It may seem flippant to refer to the upcoming deadline for a fire service agreement with Columbia County's two cities as a showdown at high noon.
Unfortunately, that's what it has become and it's not a comforting sight for a pocket of the county's citizens in governmental limbo.
Since December, Columbia County officials have moved aggressively to replace the county's patchwork fire protection. Their efforts followed years of study and a series of public meetings, all pointing to the need for change in how fire protection had been provided to the county's citizens.
Before this process started, citizens were protected by two municipal fire services, one professional private agency and three volunteer departments funded by subscriptions. The study and the hearings made two things clear: private subscriptions aren't a reliable source of funding; and, the old system failed to provide equitable fire protection in all parts of the county.
The first step by county officials was to set up a tax increase, with the funds dedicated to equitable fire protection in all areas. Then, the county began setting up contracts with the private fire departments, much as the county's ambulance service is provided under contract with a private company.

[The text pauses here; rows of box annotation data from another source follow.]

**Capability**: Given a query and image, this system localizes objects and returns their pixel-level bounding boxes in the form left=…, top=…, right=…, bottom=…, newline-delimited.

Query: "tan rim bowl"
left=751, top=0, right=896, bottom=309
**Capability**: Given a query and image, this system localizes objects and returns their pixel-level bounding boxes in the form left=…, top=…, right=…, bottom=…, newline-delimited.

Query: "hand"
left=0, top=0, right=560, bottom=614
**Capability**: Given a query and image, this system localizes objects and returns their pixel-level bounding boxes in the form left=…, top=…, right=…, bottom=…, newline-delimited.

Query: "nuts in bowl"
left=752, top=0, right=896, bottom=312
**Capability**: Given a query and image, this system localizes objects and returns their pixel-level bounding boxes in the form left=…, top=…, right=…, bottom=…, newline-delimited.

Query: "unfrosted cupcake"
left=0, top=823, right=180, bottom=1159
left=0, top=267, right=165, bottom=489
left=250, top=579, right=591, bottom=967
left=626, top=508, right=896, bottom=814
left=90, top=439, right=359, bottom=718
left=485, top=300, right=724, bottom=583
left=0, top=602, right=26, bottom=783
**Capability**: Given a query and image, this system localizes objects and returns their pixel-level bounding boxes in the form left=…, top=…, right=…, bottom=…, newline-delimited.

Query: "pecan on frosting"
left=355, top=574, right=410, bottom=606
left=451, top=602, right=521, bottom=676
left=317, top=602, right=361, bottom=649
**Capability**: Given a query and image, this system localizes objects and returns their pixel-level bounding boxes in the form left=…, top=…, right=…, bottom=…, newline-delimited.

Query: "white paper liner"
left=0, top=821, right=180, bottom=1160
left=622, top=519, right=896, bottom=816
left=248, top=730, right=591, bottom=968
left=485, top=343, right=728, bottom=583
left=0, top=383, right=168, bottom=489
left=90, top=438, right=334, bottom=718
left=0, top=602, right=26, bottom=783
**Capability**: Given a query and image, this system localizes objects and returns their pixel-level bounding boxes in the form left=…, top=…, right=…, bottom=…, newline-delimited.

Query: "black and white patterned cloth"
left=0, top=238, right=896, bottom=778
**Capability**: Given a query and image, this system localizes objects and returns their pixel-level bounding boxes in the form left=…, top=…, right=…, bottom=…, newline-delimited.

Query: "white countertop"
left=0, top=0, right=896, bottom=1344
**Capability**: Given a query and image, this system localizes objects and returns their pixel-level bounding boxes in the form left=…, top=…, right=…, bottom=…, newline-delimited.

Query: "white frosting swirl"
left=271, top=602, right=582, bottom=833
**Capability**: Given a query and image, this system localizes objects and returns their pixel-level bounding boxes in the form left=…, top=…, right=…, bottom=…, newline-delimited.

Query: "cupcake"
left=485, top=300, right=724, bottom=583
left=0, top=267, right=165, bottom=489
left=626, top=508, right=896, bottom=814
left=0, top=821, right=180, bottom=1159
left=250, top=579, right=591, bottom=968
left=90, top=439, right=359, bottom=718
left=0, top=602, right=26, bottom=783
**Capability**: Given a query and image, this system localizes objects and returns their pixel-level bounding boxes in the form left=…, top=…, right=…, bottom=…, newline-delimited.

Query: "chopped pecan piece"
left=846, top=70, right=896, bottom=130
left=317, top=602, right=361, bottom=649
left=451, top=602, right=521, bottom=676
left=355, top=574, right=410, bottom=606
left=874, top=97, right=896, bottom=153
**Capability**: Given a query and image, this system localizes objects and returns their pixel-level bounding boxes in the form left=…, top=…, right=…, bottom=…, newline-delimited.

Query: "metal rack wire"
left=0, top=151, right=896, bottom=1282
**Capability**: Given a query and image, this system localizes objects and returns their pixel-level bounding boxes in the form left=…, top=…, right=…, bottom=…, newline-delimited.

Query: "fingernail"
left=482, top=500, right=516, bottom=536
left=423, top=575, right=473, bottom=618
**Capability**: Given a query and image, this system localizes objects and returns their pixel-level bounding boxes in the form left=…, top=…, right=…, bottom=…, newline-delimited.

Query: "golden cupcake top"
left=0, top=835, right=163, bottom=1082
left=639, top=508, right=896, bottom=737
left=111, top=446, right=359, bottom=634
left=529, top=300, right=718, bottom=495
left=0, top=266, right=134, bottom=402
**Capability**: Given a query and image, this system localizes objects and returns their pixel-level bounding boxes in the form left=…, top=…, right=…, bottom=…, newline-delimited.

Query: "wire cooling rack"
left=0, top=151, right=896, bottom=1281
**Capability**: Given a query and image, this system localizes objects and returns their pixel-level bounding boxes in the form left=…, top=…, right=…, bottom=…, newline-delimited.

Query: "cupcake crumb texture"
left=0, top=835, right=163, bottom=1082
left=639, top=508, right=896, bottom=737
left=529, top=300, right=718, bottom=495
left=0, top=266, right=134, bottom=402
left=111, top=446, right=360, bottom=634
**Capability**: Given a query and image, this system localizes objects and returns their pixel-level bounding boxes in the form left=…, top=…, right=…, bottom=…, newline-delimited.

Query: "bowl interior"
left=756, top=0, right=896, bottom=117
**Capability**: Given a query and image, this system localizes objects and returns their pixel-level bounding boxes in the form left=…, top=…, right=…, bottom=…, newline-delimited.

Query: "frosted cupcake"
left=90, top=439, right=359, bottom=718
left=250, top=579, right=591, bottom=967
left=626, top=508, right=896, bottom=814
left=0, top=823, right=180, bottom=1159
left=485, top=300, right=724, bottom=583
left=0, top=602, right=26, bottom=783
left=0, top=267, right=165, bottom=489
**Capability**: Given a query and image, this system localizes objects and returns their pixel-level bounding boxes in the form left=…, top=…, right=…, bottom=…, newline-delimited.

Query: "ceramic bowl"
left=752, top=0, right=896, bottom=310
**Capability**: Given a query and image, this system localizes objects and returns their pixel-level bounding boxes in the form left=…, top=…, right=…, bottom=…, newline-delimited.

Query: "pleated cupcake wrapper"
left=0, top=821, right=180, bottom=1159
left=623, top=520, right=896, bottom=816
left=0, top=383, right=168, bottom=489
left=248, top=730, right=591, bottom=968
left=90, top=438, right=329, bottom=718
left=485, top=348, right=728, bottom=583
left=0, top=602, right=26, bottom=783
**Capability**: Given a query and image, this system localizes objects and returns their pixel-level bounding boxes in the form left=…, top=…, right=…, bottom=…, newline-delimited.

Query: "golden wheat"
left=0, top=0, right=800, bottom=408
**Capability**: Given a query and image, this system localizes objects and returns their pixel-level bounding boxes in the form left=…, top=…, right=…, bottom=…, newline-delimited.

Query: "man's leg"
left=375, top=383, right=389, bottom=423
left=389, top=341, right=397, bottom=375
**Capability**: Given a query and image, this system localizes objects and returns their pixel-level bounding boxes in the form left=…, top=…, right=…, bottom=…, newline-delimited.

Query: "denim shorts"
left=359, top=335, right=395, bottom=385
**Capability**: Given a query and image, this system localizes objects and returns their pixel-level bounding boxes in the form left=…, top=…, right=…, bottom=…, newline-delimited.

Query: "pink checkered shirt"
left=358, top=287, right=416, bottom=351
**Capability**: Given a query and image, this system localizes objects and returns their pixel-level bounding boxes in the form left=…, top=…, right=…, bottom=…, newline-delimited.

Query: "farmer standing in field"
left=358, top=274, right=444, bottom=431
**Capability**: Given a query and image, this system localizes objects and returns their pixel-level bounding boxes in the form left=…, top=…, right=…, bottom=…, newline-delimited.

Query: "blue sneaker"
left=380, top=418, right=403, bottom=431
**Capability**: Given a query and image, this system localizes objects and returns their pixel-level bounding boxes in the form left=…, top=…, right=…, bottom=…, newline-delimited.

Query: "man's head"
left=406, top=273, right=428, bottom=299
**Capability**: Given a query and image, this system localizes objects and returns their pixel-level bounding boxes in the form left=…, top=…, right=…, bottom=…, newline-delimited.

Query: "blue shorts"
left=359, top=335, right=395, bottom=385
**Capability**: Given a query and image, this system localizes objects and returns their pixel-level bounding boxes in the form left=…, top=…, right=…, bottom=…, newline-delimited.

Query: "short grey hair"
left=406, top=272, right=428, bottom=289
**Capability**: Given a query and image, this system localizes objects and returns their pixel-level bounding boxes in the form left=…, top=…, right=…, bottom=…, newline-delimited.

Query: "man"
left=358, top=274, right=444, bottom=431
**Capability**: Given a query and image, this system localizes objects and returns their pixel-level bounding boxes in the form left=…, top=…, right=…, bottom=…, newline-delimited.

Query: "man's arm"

Martinez Fire Department, by far the county's largest, signed up right away. Appling, Winfield and Leah fire departments merged into North Columbia, pooling their resources and signing a contract to serve the western end of the county.
The toughest nut to crack, however, has been everything south of Interstate 20. Fire services inside Harlem and Grovetown are provided by city fire departments, which also provide fire protection to residents outside the cities. Those services are funded by a combination of city taxes and by subscription fees from residents outside the cities.
County officials originally planned to levy the fire tax on every property owner in the county, including those in the cities; city officials protested, believing they'd come out on the losing end if they were forced to cut city tax rates to match the county increase.
So the county decided to exempt city taxpayers and leave their protection to the city departments. The county planned to then contract with the cities to provide fire protection to residents in the unincorporated area south of I-20.
That plan has now hit a snag, too; city officials are balking at a noon Tuesday deadline to sign the contract, which they say violates an existing agreement delineating city/county services. If the cities refuse to sign, county officials say they will have the area protected by the North Columbia and Martinez fire departments.
Columbia County has made tremendous progress in improving fire protection for the 80 percent of the citizens who live north of I-20; they are obligated to see to it that the 20 percent of residents south of I-20 not only get that same level of service, but that those taxpayers get full accounting for their tax dollars.
City officials are seeking a meeting with the county as the deadline nears. That's good, but they need to quit getting bogged down in contract minutia and just get the best fire service possible in place. The way it's always been done just isn't good enough any more.